Hyperion icon indicating copy to clipboard operation
Hyperion copied to clipboard

Modify the way, how type information is stored.

Open Horusiath opened this issue 7 years ago • 1 comments

Motivation

When working with Distributed Data, I came to the point when we need to serialize generic data types in efficient way - both in terms of performance and payload size. Protobuf is a no-go here: it's not able to store generic data. JSON is inefficient. Hyperion can deal with generics efficiently, but there's a catch.

Problem

Right now we are storing type information as a string. As someone pointed out this may be a security issue (we have the same for json.net).
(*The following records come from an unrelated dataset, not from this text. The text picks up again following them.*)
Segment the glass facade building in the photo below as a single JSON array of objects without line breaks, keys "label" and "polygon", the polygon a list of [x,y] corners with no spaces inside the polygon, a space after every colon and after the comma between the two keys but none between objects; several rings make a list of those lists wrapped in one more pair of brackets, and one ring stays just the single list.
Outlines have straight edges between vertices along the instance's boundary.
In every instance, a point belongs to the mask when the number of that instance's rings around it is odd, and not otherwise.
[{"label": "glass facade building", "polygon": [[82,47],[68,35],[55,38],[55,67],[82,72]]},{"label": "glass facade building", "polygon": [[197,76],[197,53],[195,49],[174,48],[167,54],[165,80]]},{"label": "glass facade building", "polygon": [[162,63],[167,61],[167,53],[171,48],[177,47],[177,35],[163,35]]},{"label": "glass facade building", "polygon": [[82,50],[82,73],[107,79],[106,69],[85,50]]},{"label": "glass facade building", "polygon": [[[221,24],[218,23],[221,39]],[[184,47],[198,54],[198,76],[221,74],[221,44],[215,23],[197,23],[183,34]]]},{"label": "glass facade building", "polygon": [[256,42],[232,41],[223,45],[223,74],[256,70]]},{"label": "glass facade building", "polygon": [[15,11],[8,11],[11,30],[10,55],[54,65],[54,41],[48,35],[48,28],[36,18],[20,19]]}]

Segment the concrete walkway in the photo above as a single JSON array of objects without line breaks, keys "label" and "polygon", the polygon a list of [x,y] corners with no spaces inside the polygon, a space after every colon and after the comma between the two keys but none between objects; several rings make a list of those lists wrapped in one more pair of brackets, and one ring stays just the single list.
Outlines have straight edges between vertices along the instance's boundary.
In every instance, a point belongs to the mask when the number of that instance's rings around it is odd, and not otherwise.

Regardless, there is another problem with storing types this way, and it's related to generics. This is something I need to verify, but the deal is:

Potentially we can make use of known types property of Hyperion to safe space (I'm not sure, but AFAIK type name is changed to int identifier). However known types won't be able to utilize this feature if we have generic type, because we need to have type written as a single value. Therefore having known type of Dictionary<,> won't help us anywhere if we have to serialize Dictionary<string, int>/Dictionary<string,string> etc. as their type signatures don't match the one of known type.

Solution?

We could deal with it this way:

Instead of setting known type as a single key, in case of generics we could serialize it as a sequence of keys, i.e. 3-key sequence representing Dictionary<,>/string/int which would be then composed into Dictionary<string,int>. Each key could be cached separately.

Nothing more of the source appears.